A favorite Chinese proverb of Han's goes: "Sometimes bad turns into good and good into bad." Grandson of a folk artist and son of a pharmacist's assistant who died when he was 2, Han was born in the city of Jinan and raised in poverty. As a child he found bits of chalk and started sketching. By 17 he had joined the army, taught painting in an elementary school and published two art textbooks. A student and later a teacher at Peking's Central Academy of Fine Arts, he moved to Anhui province and, until his arrest, worked in an arts and crafts studio.
After leaving prison, he was assigned to decorating teapots in a factory. His co-workers covered for him while he created his own designs—against the supervisor's wishes. In his off-hours Han painted, and in 1978 his watercolors caught the eye of curators at Peking's National Gallery. They gave him a one-man show last year. "Now I can paint anything I want anytime I want," boasts Han, whose first stop on the current U.S. tour was San Diego. Appropriately enough, he headed straight for the zoo.

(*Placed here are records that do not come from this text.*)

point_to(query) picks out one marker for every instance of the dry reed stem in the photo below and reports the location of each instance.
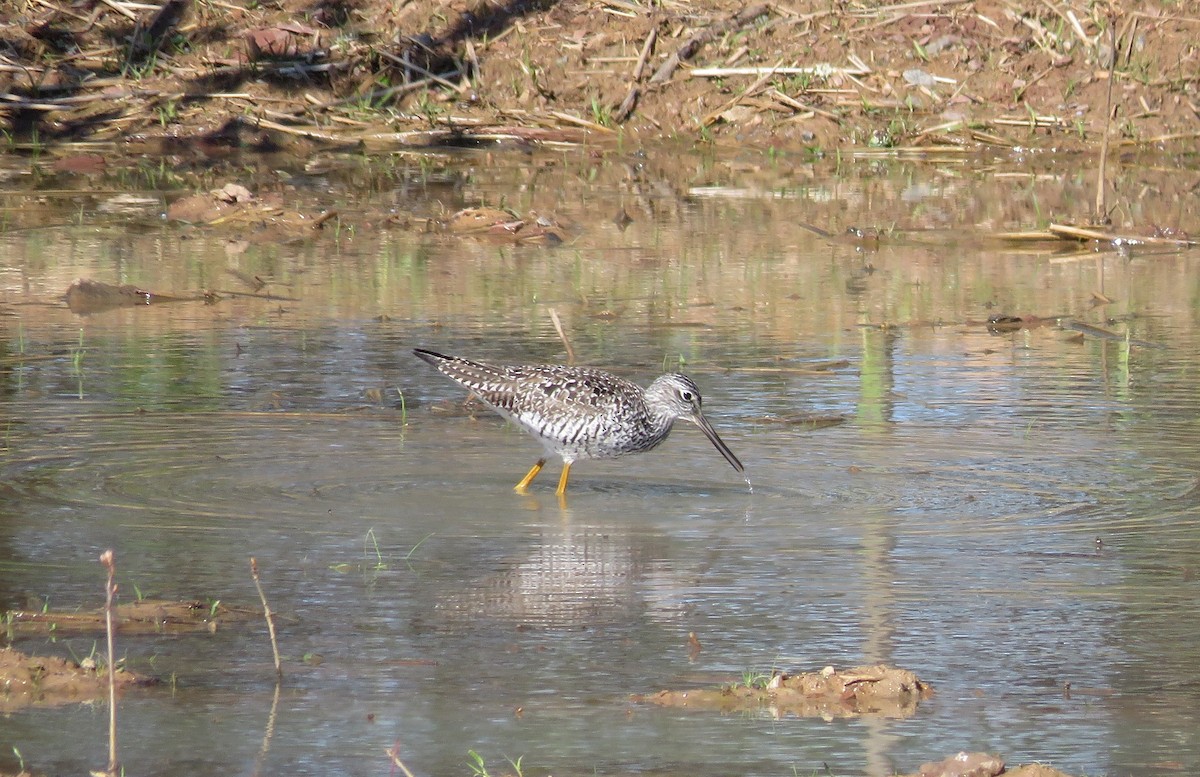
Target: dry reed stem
(394, 756)
(268, 615)
(108, 559)
(562, 336)
(1101, 204)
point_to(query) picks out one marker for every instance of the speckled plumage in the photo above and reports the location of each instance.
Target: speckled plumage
(580, 413)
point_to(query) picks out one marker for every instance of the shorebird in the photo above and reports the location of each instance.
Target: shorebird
(580, 413)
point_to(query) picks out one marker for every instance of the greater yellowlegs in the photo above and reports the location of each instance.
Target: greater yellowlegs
(579, 413)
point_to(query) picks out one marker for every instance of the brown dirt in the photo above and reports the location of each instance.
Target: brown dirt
(955, 74)
(144, 616)
(876, 691)
(49, 681)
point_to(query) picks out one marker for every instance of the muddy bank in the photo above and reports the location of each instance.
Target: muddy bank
(49, 681)
(948, 77)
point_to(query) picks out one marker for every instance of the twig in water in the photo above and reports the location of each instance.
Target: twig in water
(109, 562)
(394, 756)
(562, 336)
(268, 615)
(1101, 204)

"California stimulated and inspired me," claims Han, now vice-president of the Anhui Academy of Painting and Calligraphy, "especially the protection that's being given the endangered species there." In Manhattan, at a dinner benefit for Long Island's Animal Rescue Fund, he met some distant kin, and his wife saw her maternal grandparents for the first time. But—bad into good, good into bad—their trip was not entirely trouble-free. When Han and Zua hailed a taxi for a ride to a luncheon near their hotel, the driver misunderstood their directions and headed the wrong way. Han, through frantic gestures, finally persuaded him to turn around. The guests of honor showed up at the luncheon just as dessert was being served.
It was 1968; China was in the grip of the Cultural Revolution. Vigilantes caught artist Han Meilin in the streets of his village in Anhui province and beat him to the pavement. Suddenly, a tiny dog, a Shih Tzu, darted out and licked Han's battered face—until a club smashed the animal's back. Han was unconscious by the time he was taken away to prison, but the next morning his first thoughts ran to the Shih Tzu. From now on, he vowed, his art would be devoted to animals. "I wanted to paint beautiful things," Han, 44, recalls through an interpreter, "things that won't hurt anybody."